Cold competition assay for the specificity of Fur binding to the putative promoter regions. 32P-labeled putative promoter DNA was analyzed after incubation with Fur and unlabeled DNA (cold probe). If the unlabeled probes competed for the binding of labeled probes, the binding of Fur to the promoter regions was considered specific. Lane 1, free 32P-labeled DNA; lanes 2 through 5, gonococcal Fur. For the fur, NGO0711, NGO0794, NGO0904, NGO1205, NGO1275/NGO1276, NGO1430, NGO1751, NGO1851, and NGO2116 probes, the Fur protein was added at a concentration of 150 nM, and for the other regions 700 nM Fur protein was added. The fold excess of the cold probes was increased from lane 3 to lane 5, ranging from 50-fold to 1,000-fold (indicated by the triangles). The gene designations of N. gonorrhoeae F62 were assigned according to their homologues in N. gonorrhoeae FA1090.

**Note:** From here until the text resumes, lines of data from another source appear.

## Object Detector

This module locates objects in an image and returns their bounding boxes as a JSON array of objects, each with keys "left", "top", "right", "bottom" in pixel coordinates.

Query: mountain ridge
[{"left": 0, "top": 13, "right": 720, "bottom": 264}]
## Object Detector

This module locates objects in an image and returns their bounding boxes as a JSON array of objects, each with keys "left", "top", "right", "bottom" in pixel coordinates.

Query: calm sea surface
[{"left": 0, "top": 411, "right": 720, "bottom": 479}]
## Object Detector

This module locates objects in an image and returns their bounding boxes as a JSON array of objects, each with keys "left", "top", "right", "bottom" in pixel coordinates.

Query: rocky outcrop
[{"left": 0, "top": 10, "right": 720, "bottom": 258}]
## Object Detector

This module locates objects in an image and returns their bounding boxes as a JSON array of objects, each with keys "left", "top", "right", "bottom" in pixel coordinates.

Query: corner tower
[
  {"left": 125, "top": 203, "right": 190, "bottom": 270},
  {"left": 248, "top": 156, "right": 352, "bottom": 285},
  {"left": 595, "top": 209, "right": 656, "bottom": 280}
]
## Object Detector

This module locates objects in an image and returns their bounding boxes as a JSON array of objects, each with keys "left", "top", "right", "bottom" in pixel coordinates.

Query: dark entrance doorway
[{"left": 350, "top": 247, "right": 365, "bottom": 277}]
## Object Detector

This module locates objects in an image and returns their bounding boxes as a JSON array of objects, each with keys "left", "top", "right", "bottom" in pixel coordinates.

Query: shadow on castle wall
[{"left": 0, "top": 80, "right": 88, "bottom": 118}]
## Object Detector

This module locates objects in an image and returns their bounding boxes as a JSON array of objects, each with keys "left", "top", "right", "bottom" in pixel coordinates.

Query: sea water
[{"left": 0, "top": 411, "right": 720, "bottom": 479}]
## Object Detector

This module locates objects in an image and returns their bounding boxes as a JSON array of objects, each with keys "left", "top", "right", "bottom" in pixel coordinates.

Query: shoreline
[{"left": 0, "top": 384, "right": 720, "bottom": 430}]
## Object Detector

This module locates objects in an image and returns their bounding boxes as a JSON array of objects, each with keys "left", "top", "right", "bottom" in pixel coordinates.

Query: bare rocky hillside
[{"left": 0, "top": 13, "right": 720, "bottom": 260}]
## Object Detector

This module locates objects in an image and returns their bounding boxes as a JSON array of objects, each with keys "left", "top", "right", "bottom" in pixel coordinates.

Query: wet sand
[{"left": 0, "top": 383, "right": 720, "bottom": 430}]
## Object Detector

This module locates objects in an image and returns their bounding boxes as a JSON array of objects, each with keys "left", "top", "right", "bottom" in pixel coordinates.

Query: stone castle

RNA purification and RT-PCR.
N. gonorrhoeae F62 wild-type and fur mutant strains were plated on a GCB plate and grown overnight at 37°C with 5% CO2 and then inoculated into CDM containing 0.042% Na2CO3 and incubated with shaking for 2 h. The culture was diluted into fresh CDM at an optical density at 600 nm (OD600) of 0.1 and incubated for an additional 2 h. Subsequently, 100 μM ferric nitrate or 150 μM Desferal (deferoxamine mesylate) was added to the culture. The bacterial pellets were collected at 1 h and 3 h after the addition of iron or Desferal. RNA was purified from these pellets using an RNeasy kit (Qiagen, Hilden, Germany) and treated with DNase I. The semiquantitative RT-PCR was performed using Superscript III One-Step reagents (Invitrogen, Carlsbad, CA) and visualized on an agarose gel. Quantitative RT-PCR was carried out using a One-Step QuantiTect SYBR green RT-PCR kit (Qiagen) on an ABI Prism 7700 sequence detection system (Applied Biosystems, Foster City, CA). A total of 25 ng of RNA was used in each reaction mixture. The relative mRNA levels were evaluated using the comparative cycle threshold (ΔΔCT) method (3). The relative expression level of each gene was normalized to the endogenous rmp gene and is represented as the ratio to that of the wild-type sample under iron-replete (+Fe) conditions. The results are presented as the mean ± the standard deviation of three independent experiments. Statistics were performed using a Student's t test. The mRNA levels observed for the wild type under iron depletion (−Fe), the fur mutant under +Fe conditions, and the fur mutant under −Fe conditions were compared to those of the wild type under +Fe conditions. A P value of <0.05 is considered significant.
DNase I foot printing.
The PCR products of the putative promoter regions of each ORF were cloned into pGEMT-easy vector (Qiagen). One primer, either T7 (5′-TAATACGACTCACTATAGGG-3′) or Sp6 (5′-ATTTAGGTGACACTATAGA-3′), was labeled with 6-carboxyfluorescein ([FAM] Invitrogen). The single-side-labeled probes of the putative promoter regions of each gene were PCR amplified with one labeled primer and one coupled unlabeled primer from the respective pGEMT-easy vectors and purified by ethanol precipitation. The footprinting assay was carried out in 50 μl of buffer (10 mM Tris-Cl, pH 7.9, 100 mM KCl, 1 mM CaCl2, 200 μg/ml BSA, 2 mM MgCl2, 0.5 mM β-mercaptoethanol [β-ME], 8 mM MnCl2, 10% glycerol), containing 1 μg of poly(dI-dC). After a 30-min incubation of the protein and the 2,000-ng probes at RT, 1 μl of DNase I (2 U/μl; Ambion/Applied Biosystems) was added, and DNA digestion was carried out at 37°C for 3 min. Fifty microliters of stop solution (0.1 M EDTA, pH 8.0, 0.6 M Na acetate) was subsequently added to the reaction mixture to terminate DNA digestion. Digested DNA was purified by a QIAquick PCR purification kit (Qiagen) and eluted into 30 μl of H2O. Ten microliters of the digested DNA was mixed with 9.7 μl of HiDi formamide (Applied Biosystems, Foster City, CA) and 0.3 μl of GENEScan-600 LIZ size standards (Applied Biosystems). The samples were analyzed using fragment analysis at the Tufts University Core Facility, and the results were visualized using the software Peakscanner (Applied Biosystems). The experiments were repeated three times, and a gradient of Fur concentrations (50 nM, 250 nM, 500 nM, 750 nM, and 1000 nM) was used for each promoter region.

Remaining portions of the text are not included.